FIGURE 1-1. This diagram relates what may be expected to occur to a drug in the animal following its administration (IV, intravenous; IM, intramuscular; PO, per os or oral; IP, intraperitoneal; SC, subcutaneous; inhalation, dermal). (From Figure 1-1, NVMS Pharmacology.)
2. Filtration
a. Some low molecular weight chemicals, water, urea, and so forth, cross membranes better than predicted on the basis of their lipid solubility, suggesting that membranes possess pores/channels.
b. The glomerular filtration process in the kidney provides evidence for large pores, which permit the passage of large molecular weight substances but small enough to retain albumin (mw ~60,000).
3. Facilitated diffusion
a. No cellular energy is required and it does not operate against a concentration gradient.
b. Transfer of drug across the membrane involves attachment to a carrier (a macromolecular molecule).
c. Examples: Reabsorption of glucose by the kidney and absorption from the intestine of vitamin B12 with intrinsic factor.
d. This is not a major mechanism for drug transport.
4. Active transport
a. Requires cellular energy and operates against a concentration gradient.
b. Chemical structure is important in attaching to the carrier molecule.
c. Examples: Penicillins, cephalosporins, furosemide, thiazide diuretics, glucuronide conjugates, and sulfate conjugates are examples of acidic drugs that are actively secreted by the proximal renal tubule. Amiloride, procainamide, quaternary ammonium compounds, and cimetidine are examples of basic drugs that are actively secreted by the proximal renal tubule cells. Intestinal absorption of 5-fluorouracil, an anticancer drug, which is transported by the same system used to transport uracil.
5. Pinocytosis. This is a minor method for drug absorption, but it may be important in the absorption process for some polypeptides, bacterial toxins, antigens, and food proteins by the gut.
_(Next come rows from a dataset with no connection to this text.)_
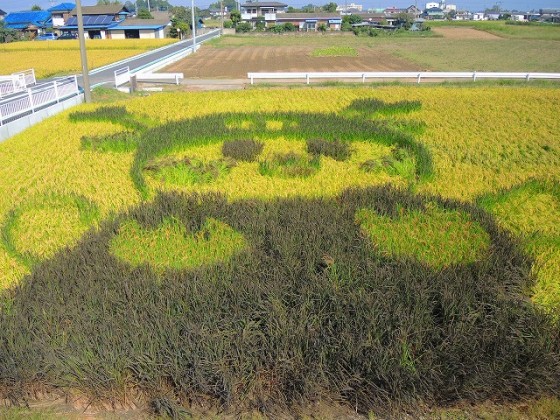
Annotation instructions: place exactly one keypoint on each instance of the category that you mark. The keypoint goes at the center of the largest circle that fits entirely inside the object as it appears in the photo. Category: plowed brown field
(235, 63)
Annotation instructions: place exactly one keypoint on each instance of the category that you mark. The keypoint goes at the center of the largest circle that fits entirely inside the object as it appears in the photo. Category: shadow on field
(310, 309)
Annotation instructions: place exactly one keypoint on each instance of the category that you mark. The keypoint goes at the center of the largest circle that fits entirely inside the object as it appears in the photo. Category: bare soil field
(235, 63)
(464, 33)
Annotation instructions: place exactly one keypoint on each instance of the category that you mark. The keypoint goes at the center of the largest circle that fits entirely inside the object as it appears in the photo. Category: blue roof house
(97, 20)
(28, 21)
(61, 13)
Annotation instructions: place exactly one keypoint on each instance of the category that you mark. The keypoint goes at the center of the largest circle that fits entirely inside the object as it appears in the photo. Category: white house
(479, 16)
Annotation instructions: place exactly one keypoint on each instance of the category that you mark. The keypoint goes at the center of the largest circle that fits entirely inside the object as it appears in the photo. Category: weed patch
(244, 150)
(335, 149)
(290, 165)
(302, 312)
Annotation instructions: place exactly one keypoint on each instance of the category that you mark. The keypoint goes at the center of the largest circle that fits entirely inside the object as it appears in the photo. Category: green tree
(330, 7)
(405, 20)
(260, 25)
(235, 17)
(230, 4)
(243, 27)
(351, 19)
(144, 14)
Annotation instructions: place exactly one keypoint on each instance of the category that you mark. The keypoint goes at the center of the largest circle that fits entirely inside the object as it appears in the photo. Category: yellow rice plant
(63, 57)
(482, 139)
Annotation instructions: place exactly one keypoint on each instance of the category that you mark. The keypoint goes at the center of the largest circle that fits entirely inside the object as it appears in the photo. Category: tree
(351, 19)
(330, 7)
(405, 20)
(235, 17)
(260, 25)
(144, 14)
(180, 22)
(230, 4)
(243, 27)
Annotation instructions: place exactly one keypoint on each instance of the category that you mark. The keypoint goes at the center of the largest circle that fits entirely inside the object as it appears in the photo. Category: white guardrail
(37, 97)
(418, 76)
(16, 82)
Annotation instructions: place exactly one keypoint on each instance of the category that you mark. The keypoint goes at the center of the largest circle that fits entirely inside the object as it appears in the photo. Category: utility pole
(194, 26)
(83, 54)
(222, 14)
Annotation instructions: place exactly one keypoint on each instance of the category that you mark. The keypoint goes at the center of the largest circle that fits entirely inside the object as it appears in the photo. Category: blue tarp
(62, 7)
(36, 18)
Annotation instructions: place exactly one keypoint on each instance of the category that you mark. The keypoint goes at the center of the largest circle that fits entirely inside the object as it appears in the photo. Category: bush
(290, 27)
(336, 149)
(243, 27)
(245, 150)
(310, 309)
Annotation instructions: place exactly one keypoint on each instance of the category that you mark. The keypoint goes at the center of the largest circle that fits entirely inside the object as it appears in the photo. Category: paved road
(106, 75)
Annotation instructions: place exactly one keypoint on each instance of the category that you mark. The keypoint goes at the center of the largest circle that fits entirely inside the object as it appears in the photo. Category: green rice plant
(41, 226)
(335, 51)
(370, 106)
(433, 235)
(244, 150)
(337, 150)
(217, 128)
(189, 171)
(123, 142)
(171, 246)
(288, 303)
(531, 211)
(290, 165)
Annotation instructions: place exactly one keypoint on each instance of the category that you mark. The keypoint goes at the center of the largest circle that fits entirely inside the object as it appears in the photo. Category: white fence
(16, 82)
(418, 76)
(122, 76)
(36, 98)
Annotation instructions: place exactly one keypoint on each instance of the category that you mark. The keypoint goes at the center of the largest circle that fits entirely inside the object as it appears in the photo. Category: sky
(472, 5)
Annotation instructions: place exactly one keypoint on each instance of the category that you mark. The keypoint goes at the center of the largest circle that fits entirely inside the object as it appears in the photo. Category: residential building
(98, 20)
(60, 14)
(268, 9)
(311, 21)
(29, 22)
(139, 28)
(345, 8)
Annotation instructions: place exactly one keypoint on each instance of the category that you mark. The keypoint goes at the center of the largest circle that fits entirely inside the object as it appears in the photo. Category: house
(139, 28)
(550, 15)
(251, 11)
(379, 19)
(97, 20)
(479, 16)
(520, 16)
(434, 13)
(60, 14)
(346, 8)
(311, 21)
(29, 22)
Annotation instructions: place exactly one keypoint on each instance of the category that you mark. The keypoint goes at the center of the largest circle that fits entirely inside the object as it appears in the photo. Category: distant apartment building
(344, 8)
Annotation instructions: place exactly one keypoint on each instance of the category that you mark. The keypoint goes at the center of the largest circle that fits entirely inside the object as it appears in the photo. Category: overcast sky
(472, 5)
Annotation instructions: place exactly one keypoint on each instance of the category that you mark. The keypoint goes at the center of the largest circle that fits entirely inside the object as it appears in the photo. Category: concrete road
(106, 75)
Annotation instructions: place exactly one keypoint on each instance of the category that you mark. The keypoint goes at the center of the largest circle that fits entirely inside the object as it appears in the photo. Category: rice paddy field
(55, 58)
(262, 250)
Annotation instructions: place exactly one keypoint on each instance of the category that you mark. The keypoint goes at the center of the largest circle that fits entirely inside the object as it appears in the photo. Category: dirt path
(464, 33)
(235, 63)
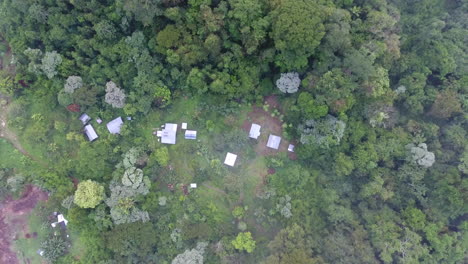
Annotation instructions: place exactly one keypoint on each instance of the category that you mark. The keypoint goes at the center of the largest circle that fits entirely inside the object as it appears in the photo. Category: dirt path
(13, 219)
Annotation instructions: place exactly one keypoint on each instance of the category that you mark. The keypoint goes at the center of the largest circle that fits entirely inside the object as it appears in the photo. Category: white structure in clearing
(84, 118)
(273, 142)
(60, 219)
(168, 134)
(90, 132)
(254, 131)
(115, 125)
(190, 134)
(230, 159)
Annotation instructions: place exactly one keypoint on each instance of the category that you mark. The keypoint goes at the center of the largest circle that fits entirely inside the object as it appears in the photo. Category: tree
(50, 62)
(324, 133)
(132, 177)
(289, 247)
(421, 155)
(446, 104)
(244, 241)
(193, 256)
(73, 83)
(89, 194)
(54, 247)
(288, 82)
(162, 156)
(309, 107)
(297, 28)
(143, 10)
(114, 95)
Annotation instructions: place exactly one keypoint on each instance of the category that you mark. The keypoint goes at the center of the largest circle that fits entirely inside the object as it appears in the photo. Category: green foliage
(244, 241)
(89, 194)
(297, 28)
(53, 248)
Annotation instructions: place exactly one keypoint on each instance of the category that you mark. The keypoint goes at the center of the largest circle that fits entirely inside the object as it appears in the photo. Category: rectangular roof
(273, 142)
(115, 125)
(190, 134)
(230, 159)
(168, 135)
(254, 131)
(90, 132)
(84, 118)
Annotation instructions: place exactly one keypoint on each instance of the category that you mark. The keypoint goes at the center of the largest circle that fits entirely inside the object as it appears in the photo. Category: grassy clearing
(9, 156)
(27, 247)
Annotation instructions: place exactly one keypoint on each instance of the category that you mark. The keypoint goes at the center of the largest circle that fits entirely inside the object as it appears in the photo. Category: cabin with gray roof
(273, 142)
(90, 132)
(115, 125)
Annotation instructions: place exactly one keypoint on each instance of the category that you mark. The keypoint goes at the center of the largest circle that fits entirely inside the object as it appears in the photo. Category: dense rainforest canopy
(373, 93)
B. Routes of administration. All routes of administration except intravascular (see Figure 1-1) involve an absorption process in which the drug must cross one or more membranes before getting into the blood.
1. Alimentary routes
a. Oral (per os, PO)
(1) Advantages
(a) Usually safest, convenient, economical, but some animals are difficult to administer this way.
(b) May require the drug to be mixed in the food to facilitate administration.
(c) Food may stimulate bile secretion, which will help dissolve lipophilic drugs to increase absorption.
(2) Disadvantages
(a) Acidic environment of stomach and digestive enzymes may destroy the drug.
(b) In ruminants the bacterial enzymes may inactivate the drug.
(c) Some drugs may irritate the GI mucosa.
(d) The presence of food may adversely alter absorption.
(e) Some drugs are extensively metabolized by the GI mucosa and the liver before they reach the systemic circulation (e.g., propranolol) and this is referred to as the first-pass effect.
(f) Antimicrobials may alter the digestive process in ruminants and other herbivores.
b. Rectal
(1) Advantages
(a) Can be used in the unconscious animal and in those vomiting.